The result of managing her son’s disorder was a socially isolating routine for Donna Aldridge.

“Nobody really understood what we were going through, so that’s where Challenged Child came in,” she said.

When Ryan was 18 months old, Aldridge found out about Challenged Child and Friends through the state-run program Babies Can’t Wait. The school offered the Aldridge family its first chance at normalcy.

Aldridge was shocked at the school’s willingness to deal with any of Ryan’s issues. Challenged Child was the first place to show the Aldridges “complete and total love and acceptance from the beginning,” she said.

“I was so used to people calling me and saying, ‘well, your child threw up, we can’t take him,’” Aldridge recalled. “And I remember being at the intake interview. I’m like, ‘Well, what if he throws up?’ They’re like, ‘We’ll clean it up.’”

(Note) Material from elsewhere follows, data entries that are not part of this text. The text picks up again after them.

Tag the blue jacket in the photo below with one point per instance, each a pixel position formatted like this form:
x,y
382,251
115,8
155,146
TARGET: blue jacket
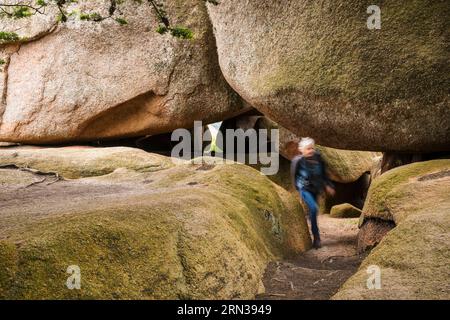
x,y
310,174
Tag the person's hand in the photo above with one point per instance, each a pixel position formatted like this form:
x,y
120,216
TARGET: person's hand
x,y
330,190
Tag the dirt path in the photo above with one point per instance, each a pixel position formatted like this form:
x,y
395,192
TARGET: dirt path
x,y
316,274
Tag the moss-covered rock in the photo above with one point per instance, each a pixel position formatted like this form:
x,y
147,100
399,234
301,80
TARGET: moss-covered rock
x,y
191,231
345,210
77,162
344,166
413,257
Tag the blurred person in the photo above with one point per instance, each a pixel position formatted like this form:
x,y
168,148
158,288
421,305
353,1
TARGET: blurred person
x,y
310,178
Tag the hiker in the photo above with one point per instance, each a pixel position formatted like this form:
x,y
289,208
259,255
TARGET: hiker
x,y
309,176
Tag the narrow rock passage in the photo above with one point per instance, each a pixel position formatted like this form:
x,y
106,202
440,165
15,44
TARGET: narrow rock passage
x,y
317,274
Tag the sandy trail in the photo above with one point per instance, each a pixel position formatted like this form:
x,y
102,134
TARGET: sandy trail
x,y
316,274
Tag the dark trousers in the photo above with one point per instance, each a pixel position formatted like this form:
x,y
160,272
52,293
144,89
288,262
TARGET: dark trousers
x,y
311,202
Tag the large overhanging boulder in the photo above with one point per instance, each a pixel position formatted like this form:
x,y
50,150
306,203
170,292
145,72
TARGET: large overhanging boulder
x,y
412,257
316,69
86,80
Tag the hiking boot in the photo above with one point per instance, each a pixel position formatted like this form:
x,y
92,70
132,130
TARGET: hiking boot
x,y
316,243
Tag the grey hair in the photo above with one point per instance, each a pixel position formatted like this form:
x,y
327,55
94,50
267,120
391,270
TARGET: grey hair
x,y
304,142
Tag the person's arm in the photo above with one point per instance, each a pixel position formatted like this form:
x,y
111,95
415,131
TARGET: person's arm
x,y
294,164
325,176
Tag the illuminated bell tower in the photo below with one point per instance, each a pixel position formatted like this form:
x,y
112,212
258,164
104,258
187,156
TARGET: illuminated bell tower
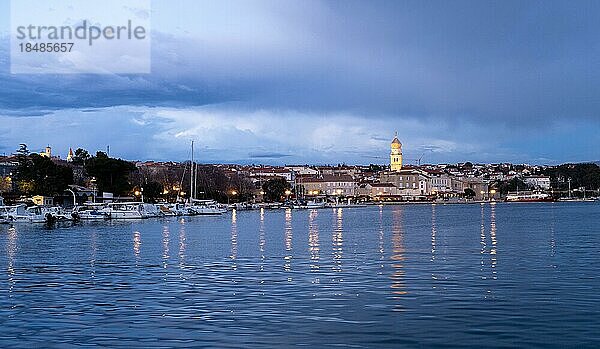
x,y
396,154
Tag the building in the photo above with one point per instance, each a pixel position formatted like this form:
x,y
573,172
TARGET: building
x,y
439,182
340,185
43,200
47,152
396,154
378,190
538,182
70,156
411,182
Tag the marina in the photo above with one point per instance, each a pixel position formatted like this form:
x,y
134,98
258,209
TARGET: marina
x,y
385,276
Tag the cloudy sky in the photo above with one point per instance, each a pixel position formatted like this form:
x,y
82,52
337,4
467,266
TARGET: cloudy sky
x,y
329,82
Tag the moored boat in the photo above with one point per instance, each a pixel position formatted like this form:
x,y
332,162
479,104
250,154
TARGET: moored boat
x,y
529,197
90,212
131,210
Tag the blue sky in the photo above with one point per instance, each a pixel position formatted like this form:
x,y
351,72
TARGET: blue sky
x,y
330,82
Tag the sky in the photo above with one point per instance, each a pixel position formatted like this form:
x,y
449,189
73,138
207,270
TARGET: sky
x,y
328,82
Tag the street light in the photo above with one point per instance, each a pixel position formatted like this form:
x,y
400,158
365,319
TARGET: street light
x,y
233,193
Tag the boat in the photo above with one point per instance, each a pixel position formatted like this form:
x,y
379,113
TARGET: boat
x,y
56,214
308,204
529,197
576,199
206,207
90,212
131,210
22,214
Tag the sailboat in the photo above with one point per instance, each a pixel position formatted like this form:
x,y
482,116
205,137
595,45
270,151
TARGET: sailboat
x,y
196,206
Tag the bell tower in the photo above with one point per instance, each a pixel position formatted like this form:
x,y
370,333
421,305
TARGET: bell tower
x,y
396,154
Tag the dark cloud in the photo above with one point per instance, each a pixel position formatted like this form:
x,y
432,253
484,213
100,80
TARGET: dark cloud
x,y
267,155
509,68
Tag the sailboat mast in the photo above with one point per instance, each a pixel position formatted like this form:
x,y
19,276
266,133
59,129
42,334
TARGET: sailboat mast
x,y
192,174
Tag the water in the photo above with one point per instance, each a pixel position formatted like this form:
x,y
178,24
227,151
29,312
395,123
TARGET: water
x,y
499,275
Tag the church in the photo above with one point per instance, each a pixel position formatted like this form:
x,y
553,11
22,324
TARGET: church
x,y
396,154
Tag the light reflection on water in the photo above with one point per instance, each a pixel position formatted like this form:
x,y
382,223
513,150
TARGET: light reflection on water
x,y
398,274
313,241
484,275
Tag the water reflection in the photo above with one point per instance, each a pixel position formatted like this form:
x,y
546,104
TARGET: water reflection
x,y
11,251
493,249
261,238
313,242
338,239
398,284
381,239
182,243
489,245
137,243
433,236
234,233
287,265
165,246
93,253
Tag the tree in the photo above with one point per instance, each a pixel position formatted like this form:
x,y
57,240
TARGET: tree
x,y
470,193
112,175
81,156
275,189
5,185
152,191
514,184
39,175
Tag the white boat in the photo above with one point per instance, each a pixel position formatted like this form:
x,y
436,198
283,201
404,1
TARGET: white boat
x,y
207,207
308,204
90,212
131,210
176,209
22,214
57,214
529,197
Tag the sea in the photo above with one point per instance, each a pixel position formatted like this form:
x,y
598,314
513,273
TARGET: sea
x,y
489,275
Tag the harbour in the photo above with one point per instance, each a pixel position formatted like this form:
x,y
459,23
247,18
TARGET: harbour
x,y
385,276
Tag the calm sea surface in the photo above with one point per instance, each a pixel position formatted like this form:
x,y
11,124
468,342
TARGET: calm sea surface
x,y
498,275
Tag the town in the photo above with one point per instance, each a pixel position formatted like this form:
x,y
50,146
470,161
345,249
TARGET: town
x,y
46,179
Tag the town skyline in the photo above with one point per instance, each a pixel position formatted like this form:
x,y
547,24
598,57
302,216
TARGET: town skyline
x,y
262,84
380,160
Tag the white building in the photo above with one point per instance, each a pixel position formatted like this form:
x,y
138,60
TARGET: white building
x,y
538,182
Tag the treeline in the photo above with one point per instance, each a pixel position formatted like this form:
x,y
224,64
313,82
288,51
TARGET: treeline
x,y
39,175
586,175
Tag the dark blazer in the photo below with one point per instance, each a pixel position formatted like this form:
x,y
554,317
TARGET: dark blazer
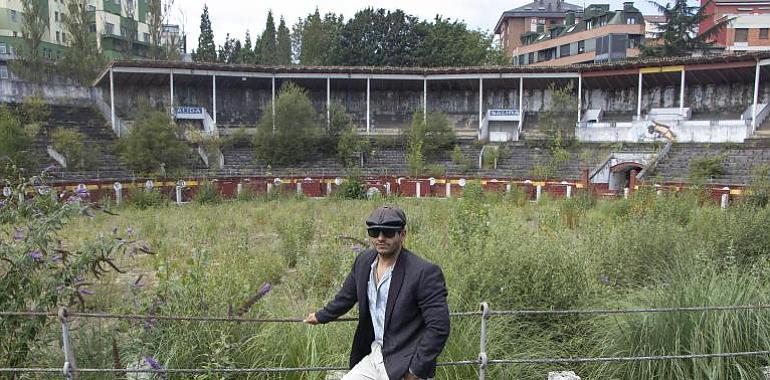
x,y
416,315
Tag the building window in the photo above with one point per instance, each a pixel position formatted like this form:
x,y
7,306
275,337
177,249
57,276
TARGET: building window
x,y
741,35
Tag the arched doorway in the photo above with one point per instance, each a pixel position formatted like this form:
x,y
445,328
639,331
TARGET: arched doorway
x,y
620,174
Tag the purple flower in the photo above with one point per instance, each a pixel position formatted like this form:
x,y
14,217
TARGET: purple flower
x,y
36,255
153,363
264,289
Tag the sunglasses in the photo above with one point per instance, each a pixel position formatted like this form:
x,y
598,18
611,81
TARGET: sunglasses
x,y
387,232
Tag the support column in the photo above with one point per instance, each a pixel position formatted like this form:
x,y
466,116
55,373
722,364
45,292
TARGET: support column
x,y
214,97
756,100
521,102
639,98
681,94
112,104
580,97
481,101
273,102
424,100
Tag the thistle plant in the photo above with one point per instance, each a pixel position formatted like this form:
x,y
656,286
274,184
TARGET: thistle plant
x,y
37,269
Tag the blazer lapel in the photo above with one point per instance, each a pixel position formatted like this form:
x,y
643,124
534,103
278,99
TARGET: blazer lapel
x,y
396,280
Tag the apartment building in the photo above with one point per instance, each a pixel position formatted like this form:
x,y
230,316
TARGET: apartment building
x,y
536,17
601,35
109,20
748,28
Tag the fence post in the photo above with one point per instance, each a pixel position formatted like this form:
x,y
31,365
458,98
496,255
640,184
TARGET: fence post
x,y
70,368
483,344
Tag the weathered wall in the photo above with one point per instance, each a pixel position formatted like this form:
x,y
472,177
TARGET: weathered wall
x,y
392,108
734,98
13,91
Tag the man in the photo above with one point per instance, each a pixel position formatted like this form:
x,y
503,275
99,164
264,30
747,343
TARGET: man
x,y
403,318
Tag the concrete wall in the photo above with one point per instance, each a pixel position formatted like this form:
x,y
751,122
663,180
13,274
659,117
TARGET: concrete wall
x,y
689,132
735,97
12,91
393,108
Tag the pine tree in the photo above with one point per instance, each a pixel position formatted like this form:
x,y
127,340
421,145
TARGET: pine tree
x,y
207,50
267,48
283,44
679,33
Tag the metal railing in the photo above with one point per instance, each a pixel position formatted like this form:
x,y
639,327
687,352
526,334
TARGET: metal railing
x,y
69,369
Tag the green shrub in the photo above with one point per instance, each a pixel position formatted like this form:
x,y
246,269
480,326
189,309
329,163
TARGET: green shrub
x,y
294,135
152,143
352,187
143,199
706,167
207,193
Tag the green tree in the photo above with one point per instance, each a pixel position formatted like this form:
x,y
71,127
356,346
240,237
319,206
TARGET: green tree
x,y
129,29
82,60
157,17
34,27
283,44
315,38
450,43
296,132
380,38
227,51
153,142
679,33
207,50
267,47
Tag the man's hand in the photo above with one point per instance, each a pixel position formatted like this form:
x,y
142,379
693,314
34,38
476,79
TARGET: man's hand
x,y
311,319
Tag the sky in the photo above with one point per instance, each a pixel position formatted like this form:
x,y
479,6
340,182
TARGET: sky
x,y
237,16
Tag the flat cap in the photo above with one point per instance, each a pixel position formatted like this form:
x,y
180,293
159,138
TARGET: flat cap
x,y
388,216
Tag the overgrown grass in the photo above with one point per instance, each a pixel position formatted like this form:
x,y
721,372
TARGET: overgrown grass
x,y
647,251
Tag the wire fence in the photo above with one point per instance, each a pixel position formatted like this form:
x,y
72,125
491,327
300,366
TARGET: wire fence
x,y
70,370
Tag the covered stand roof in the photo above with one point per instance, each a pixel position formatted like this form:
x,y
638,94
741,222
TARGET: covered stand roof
x,y
156,72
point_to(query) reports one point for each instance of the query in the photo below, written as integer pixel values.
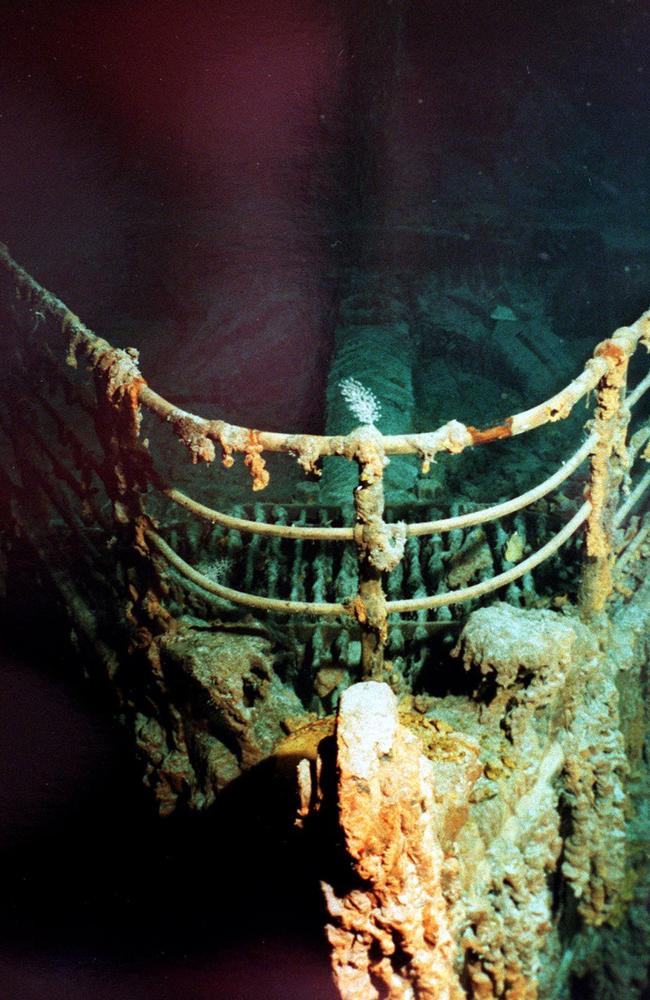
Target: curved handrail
(313, 532)
(310, 448)
(392, 607)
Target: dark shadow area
(101, 898)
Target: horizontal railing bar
(638, 391)
(306, 532)
(508, 506)
(637, 442)
(452, 436)
(632, 499)
(309, 532)
(495, 582)
(392, 607)
(237, 596)
(633, 548)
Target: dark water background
(196, 179)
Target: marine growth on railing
(127, 471)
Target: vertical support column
(606, 474)
(370, 605)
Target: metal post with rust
(370, 603)
(608, 467)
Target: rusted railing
(123, 391)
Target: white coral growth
(361, 402)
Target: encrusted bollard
(390, 928)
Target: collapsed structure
(489, 798)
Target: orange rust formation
(496, 433)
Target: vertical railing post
(380, 547)
(608, 467)
(370, 605)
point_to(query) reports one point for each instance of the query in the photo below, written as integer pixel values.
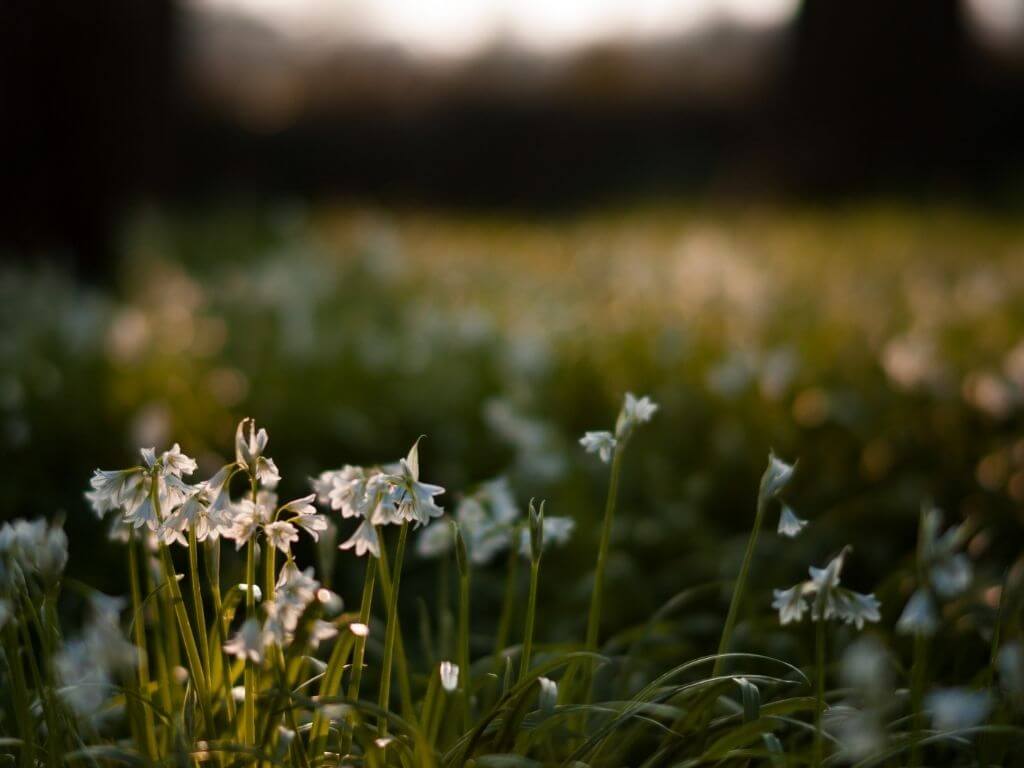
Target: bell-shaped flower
(920, 615)
(415, 499)
(602, 443)
(826, 598)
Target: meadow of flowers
(651, 604)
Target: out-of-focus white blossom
(919, 616)
(247, 643)
(788, 524)
(952, 709)
(602, 443)
(826, 598)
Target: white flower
(548, 696)
(602, 443)
(827, 599)
(788, 524)
(88, 666)
(635, 411)
(776, 476)
(176, 463)
(363, 541)
(919, 617)
(953, 709)
(281, 535)
(249, 450)
(247, 642)
(450, 676)
(948, 572)
(416, 499)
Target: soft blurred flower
(450, 676)
(826, 598)
(249, 446)
(788, 524)
(602, 443)
(635, 411)
(247, 642)
(953, 709)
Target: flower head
(602, 443)
(788, 524)
(247, 642)
(826, 598)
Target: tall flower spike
(249, 446)
(602, 443)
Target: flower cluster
(823, 596)
(491, 521)
(155, 495)
(944, 573)
(635, 411)
(379, 496)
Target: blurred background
(794, 223)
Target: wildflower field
(644, 487)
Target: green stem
(918, 678)
(20, 695)
(594, 620)
(464, 662)
(392, 630)
(184, 628)
(740, 587)
(508, 606)
(400, 662)
(820, 679)
(249, 708)
(138, 627)
(527, 640)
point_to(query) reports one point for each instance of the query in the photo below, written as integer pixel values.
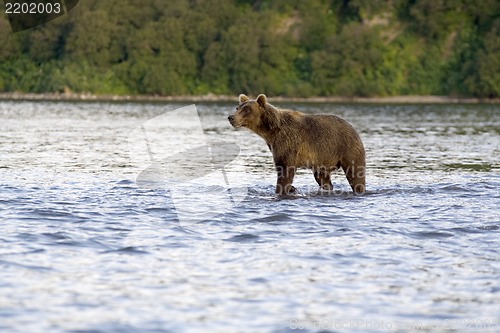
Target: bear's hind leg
(323, 179)
(285, 180)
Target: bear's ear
(262, 100)
(243, 98)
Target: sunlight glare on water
(84, 248)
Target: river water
(110, 223)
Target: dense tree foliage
(281, 47)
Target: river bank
(227, 98)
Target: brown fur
(322, 143)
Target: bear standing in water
(322, 143)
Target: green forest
(285, 48)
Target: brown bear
(322, 143)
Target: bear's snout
(232, 120)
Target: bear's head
(255, 114)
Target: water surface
(84, 248)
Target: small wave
(431, 234)
(243, 238)
(127, 250)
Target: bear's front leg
(285, 180)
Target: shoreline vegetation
(291, 48)
(410, 99)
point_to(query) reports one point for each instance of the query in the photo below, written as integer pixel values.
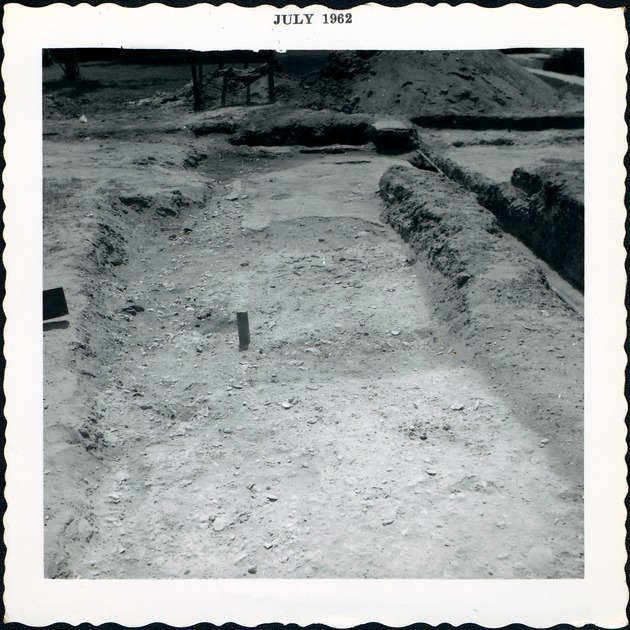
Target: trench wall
(540, 207)
(502, 314)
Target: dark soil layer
(427, 83)
(308, 128)
(484, 290)
(544, 208)
(503, 121)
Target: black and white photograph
(315, 315)
(327, 314)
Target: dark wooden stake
(248, 93)
(196, 85)
(272, 92)
(242, 320)
(224, 90)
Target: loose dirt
(357, 436)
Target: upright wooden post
(196, 86)
(224, 90)
(272, 95)
(242, 321)
(248, 93)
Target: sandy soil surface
(355, 437)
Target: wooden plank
(54, 303)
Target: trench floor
(347, 441)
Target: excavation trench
(388, 398)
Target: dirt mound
(425, 83)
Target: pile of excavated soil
(416, 83)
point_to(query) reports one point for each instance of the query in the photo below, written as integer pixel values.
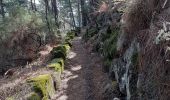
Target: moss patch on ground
(43, 85)
(34, 96)
(57, 64)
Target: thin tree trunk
(83, 12)
(74, 23)
(2, 9)
(35, 8)
(32, 6)
(55, 8)
(79, 13)
(46, 14)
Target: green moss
(59, 48)
(57, 64)
(60, 51)
(90, 33)
(9, 98)
(43, 85)
(68, 43)
(67, 47)
(58, 54)
(34, 96)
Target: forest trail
(83, 77)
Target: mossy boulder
(70, 35)
(57, 64)
(43, 85)
(59, 52)
(67, 47)
(33, 96)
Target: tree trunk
(2, 9)
(35, 8)
(79, 13)
(83, 12)
(46, 14)
(74, 23)
(32, 5)
(55, 10)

Over the next three years, the occupational therapists at Challenged Child and Friends helped Ryan progress from a child who could not stand social situations to one who had a “girlfriend” at summer camp. He now eats solid foods and has progressed from only drinking out of a bottle to being able to drink through a straw.

On May 1, Ryan turned 5. Two days later, he graduated from Challenged Child and Friends. Today, he’s a student at Wauka Mountain Elementary School.

“My kid’s able to go to Publix and not melt down,” Aldridge said. “... This is like my pinnacle of achievement, because I’m like a normal mommy, thanks to Challenged Child.”